A. It's all about coordination and understanding. Like I have with Ajay Devgn too. We did 4 films together. There is a connection with Rajat, we understand each other. I know his weaknesses, his strengths; he knows mine. And we kind of like same things. There has been a partnership of many writers and directors who like to work together again and again because they are on the same page.
Q. Most of your films have been in the action-thriller genre. Have you always wanted to explore this genre?

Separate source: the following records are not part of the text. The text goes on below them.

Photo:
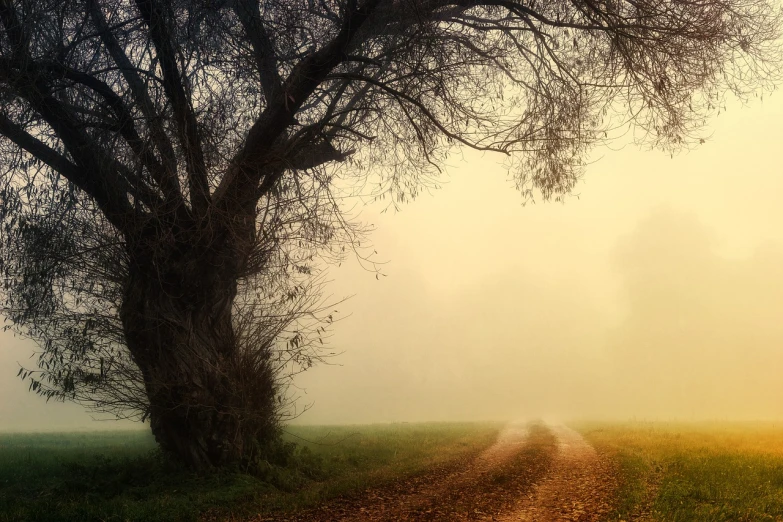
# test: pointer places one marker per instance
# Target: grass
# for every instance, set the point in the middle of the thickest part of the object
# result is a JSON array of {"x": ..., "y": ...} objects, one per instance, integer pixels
[
  {"x": 695, "y": 472},
  {"x": 119, "y": 476}
]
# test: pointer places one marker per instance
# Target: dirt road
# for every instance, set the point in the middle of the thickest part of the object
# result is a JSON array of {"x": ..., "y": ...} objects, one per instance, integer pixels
[
  {"x": 579, "y": 486},
  {"x": 530, "y": 474}
]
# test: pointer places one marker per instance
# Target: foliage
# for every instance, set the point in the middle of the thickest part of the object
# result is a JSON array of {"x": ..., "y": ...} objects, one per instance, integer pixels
[
  {"x": 695, "y": 471},
  {"x": 172, "y": 172},
  {"x": 120, "y": 476}
]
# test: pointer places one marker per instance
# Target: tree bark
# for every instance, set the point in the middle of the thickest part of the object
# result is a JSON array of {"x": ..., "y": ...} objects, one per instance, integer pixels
[{"x": 211, "y": 403}]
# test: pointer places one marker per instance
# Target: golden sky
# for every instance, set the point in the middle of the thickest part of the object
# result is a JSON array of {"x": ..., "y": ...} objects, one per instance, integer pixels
[{"x": 656, "y": 293}]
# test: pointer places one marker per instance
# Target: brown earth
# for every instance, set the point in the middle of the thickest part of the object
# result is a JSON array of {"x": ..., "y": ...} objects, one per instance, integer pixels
[{"x": 531, "y": 473}]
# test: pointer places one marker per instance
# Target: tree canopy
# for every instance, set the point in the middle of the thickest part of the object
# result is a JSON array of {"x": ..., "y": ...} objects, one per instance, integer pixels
[{"x": 172, "y": 171}]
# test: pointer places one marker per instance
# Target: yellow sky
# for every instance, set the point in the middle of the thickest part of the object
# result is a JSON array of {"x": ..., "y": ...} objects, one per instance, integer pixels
[{"x": 653, "y": 294}]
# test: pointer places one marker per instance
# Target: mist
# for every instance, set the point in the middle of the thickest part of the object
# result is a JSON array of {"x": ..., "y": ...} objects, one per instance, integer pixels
[{"x": 653, "y": 292}]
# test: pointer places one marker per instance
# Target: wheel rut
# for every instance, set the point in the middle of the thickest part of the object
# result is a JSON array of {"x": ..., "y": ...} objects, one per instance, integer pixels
[{"x": 532, "y": 473}]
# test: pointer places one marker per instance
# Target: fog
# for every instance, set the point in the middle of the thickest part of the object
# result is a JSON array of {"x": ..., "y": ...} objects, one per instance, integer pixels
[{"x": 655, "y": 292}]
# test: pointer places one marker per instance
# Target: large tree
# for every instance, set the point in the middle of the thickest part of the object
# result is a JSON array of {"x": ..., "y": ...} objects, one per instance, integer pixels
[{"x": 170, "y": 168}]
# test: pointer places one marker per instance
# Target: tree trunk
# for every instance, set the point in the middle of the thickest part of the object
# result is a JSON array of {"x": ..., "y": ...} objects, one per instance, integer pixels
[{"x": 211, "y": 403}]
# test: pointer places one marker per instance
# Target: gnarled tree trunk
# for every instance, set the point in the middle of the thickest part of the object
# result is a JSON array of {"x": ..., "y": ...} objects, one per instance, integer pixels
[{"x": 210, "y": 403}]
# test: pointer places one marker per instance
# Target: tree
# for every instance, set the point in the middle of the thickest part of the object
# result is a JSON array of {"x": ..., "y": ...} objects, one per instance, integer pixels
[{"x": 172, "y": 169}]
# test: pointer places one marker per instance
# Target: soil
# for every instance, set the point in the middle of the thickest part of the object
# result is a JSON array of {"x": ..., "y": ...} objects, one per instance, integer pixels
[{"x": 529, "y": 474}]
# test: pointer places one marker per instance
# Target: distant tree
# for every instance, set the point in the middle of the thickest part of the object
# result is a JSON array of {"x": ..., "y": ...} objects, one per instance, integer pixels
[{"x": 170, "y": 170}]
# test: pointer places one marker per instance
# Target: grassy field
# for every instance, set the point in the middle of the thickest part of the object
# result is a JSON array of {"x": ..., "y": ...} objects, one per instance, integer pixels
[
  {"x": 696, "y": 471},
  {"x": 118, "y": 476}
]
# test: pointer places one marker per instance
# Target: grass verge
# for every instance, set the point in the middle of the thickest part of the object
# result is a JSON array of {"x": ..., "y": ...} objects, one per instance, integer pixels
[
  {"x": 694, "y": 471},
  {"x": 119, "y": 476}
]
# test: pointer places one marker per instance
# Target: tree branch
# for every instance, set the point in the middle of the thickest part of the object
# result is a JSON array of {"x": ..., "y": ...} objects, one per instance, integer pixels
[
  {"x": 238, "y": 187},
  {"x": 116, "y": 209},
  {"x": 264, "y": 53},
  {"x": 141, "y": 95},
  {"x": 187, "y": 126}
]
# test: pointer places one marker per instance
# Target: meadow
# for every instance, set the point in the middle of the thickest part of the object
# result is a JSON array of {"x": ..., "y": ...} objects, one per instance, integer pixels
[
  {"x": 706, "y": 472},
  {"x": 120, "y": 476}
]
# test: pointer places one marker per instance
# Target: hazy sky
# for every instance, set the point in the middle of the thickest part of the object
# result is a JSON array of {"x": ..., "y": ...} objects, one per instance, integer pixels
[{"x": 655, "y": 293}]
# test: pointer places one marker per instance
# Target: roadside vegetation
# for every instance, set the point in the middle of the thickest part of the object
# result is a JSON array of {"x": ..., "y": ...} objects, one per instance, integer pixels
[
  {"x": 120, "y": 476},
  {"x": 708, "y": 472}
]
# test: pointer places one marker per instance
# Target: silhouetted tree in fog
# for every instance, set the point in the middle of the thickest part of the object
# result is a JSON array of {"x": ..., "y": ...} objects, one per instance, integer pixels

A. I like intensity. I like action, thrill and pace. I don't like slow movies or typical family dramas. I want intensity and drama in stories, action is just an attitude which tells audience that there is a fire inside you, there is passion. Action means the same fight scenes, blasts, bullets.. but what is important is how you incorporate it into your story and how the attitude is reaching the audience.
Q. How do you see the future of OTT and theatre as a filmmaker?

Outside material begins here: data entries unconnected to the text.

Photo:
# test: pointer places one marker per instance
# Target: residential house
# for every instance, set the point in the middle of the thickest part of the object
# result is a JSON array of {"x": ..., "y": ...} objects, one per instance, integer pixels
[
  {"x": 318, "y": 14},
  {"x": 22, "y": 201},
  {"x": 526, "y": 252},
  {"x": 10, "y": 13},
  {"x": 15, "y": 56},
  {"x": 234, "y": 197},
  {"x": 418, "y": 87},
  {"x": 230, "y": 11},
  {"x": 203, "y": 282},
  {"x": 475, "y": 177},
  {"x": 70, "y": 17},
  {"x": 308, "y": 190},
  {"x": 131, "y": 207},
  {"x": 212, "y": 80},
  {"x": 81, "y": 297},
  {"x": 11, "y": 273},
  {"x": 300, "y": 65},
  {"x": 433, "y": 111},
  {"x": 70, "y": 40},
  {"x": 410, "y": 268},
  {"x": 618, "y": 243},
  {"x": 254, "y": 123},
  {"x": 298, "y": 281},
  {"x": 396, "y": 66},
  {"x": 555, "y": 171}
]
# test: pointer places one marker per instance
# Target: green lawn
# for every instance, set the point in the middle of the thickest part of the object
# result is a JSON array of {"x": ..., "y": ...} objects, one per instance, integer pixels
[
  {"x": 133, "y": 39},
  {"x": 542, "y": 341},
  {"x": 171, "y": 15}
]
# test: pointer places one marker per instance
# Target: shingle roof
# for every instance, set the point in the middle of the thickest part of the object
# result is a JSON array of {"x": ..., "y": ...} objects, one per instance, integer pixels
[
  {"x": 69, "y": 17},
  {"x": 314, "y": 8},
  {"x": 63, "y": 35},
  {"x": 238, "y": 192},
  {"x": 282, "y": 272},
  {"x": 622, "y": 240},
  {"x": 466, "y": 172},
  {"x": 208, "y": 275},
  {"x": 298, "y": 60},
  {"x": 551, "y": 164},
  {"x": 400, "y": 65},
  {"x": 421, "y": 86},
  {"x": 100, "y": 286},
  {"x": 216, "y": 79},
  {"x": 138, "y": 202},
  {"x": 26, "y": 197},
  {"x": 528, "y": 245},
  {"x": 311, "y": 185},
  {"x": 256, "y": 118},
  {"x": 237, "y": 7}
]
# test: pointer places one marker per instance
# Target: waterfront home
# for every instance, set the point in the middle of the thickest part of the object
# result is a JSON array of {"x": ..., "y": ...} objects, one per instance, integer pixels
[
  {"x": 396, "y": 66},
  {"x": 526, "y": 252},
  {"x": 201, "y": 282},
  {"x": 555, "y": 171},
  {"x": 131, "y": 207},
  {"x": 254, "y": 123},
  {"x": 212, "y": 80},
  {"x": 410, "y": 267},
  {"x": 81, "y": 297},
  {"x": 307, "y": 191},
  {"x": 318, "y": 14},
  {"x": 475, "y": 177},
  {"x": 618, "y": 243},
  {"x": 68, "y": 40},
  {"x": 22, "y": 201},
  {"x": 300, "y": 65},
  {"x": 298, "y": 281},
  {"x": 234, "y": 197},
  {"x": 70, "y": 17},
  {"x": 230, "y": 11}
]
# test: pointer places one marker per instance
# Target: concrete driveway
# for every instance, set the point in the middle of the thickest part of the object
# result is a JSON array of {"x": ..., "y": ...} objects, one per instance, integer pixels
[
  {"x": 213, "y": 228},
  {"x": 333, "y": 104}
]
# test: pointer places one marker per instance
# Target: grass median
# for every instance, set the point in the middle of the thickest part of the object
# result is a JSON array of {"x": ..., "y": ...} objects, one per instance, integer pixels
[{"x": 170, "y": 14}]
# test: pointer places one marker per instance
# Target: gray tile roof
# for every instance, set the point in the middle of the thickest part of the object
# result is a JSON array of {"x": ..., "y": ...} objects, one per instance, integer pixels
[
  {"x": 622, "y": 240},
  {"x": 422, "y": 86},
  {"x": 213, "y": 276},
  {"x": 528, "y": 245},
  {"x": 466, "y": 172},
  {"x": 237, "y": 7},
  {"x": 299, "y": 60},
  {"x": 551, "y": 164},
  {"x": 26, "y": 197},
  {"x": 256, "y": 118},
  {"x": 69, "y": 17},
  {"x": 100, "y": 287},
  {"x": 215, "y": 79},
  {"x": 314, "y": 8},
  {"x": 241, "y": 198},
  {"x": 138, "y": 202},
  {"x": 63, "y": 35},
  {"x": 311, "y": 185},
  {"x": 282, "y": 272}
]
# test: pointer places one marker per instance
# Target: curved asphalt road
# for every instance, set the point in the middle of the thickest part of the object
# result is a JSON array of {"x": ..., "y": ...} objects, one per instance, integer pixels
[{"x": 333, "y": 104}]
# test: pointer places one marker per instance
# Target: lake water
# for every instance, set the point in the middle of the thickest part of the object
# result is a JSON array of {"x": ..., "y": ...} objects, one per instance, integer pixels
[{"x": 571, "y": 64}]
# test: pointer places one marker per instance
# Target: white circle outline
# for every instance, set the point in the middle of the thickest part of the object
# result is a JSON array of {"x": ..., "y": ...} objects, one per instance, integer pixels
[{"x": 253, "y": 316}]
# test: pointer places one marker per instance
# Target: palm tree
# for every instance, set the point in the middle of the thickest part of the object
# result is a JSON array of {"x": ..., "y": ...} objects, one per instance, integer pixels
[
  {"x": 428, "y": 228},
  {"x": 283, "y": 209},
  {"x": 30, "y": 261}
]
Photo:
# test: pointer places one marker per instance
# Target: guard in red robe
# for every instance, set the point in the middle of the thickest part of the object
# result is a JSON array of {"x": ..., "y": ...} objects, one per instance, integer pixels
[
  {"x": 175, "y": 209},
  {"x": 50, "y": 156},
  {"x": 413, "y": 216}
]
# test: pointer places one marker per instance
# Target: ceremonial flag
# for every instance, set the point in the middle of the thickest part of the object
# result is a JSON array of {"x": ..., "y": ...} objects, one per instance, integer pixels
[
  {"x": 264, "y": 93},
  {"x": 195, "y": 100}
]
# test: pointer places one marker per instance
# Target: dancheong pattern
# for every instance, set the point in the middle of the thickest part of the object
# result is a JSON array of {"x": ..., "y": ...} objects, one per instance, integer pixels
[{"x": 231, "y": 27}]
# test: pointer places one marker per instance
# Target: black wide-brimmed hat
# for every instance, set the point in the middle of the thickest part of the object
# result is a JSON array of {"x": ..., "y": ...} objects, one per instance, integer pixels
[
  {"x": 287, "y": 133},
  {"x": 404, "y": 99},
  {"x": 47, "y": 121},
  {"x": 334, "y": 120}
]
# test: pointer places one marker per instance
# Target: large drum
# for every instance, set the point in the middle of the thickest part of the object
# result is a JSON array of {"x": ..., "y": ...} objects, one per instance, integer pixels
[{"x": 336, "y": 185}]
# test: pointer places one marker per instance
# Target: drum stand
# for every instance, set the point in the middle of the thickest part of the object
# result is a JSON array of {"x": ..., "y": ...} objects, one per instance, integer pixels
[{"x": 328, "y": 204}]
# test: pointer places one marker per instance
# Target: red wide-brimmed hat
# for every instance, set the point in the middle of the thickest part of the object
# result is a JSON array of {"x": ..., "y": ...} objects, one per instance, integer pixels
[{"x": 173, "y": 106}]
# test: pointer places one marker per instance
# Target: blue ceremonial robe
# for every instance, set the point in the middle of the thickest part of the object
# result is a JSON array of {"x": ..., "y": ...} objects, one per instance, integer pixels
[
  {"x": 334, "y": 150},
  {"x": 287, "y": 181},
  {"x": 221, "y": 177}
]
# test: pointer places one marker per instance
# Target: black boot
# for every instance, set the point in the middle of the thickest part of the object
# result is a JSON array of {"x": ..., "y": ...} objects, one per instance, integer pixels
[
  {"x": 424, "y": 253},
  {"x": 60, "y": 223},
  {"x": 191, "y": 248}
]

A. I think both the medium are doing good on their own. A lot of new talent has emerged from OTT, who might not have got a chance from films. Writers, directors, actors, technicians.. all are getting a chance to showcase their work. This is a very good period. Now it is not necessary that you have to bring a big star only then the producer will give you money. You can work with any talented actor. When I started work, it was very important that some star should be in your film, otherwise the film will not even be made. Now the production value has changed. I think these two industries will support each other. We will learn from each other.
Q. You have worked with stars like Ajay Devgn, Amitabh Bachchan, Akshay Kumar, and now on the other hand, you are bringing in a new artist. How different is this experience?
A. When a big star comes the director completely goes on the toes, as the stardom of the actor can be felt on the sets. At the same time, even when there is a new actor, the director goes on the toes because he knows that if any mistake will happen, it will be the director's fault, not that of the actor. The actor is new, people will give him another chance. So this is a big responsibility. The second thing is that the new artist stays a little away from you. There is a sense of respect, there is an admiration. I told Ahan many times that don't treat me like a senior, let's eat together, hang out together. I wanted to bring him to the same level. But that senior-junior thing always remains. At the same time, while working with Ajay, Akshay, John, we gossip a lot, we have fun. It's a complete different atmosphere.
Q. Many directors are making sequels or remakes of their films. Do you have any plans?
A. Just a few days back I met someone, and we were discussing that why not make a sequel of Taxi No 9211. I may plan something about this. Even I have an idea in my mind, but a remake or a sequel is not my priority at the moment. I want to make a film on fresh story. But if I come across a good story, then we will definitely do a sequel.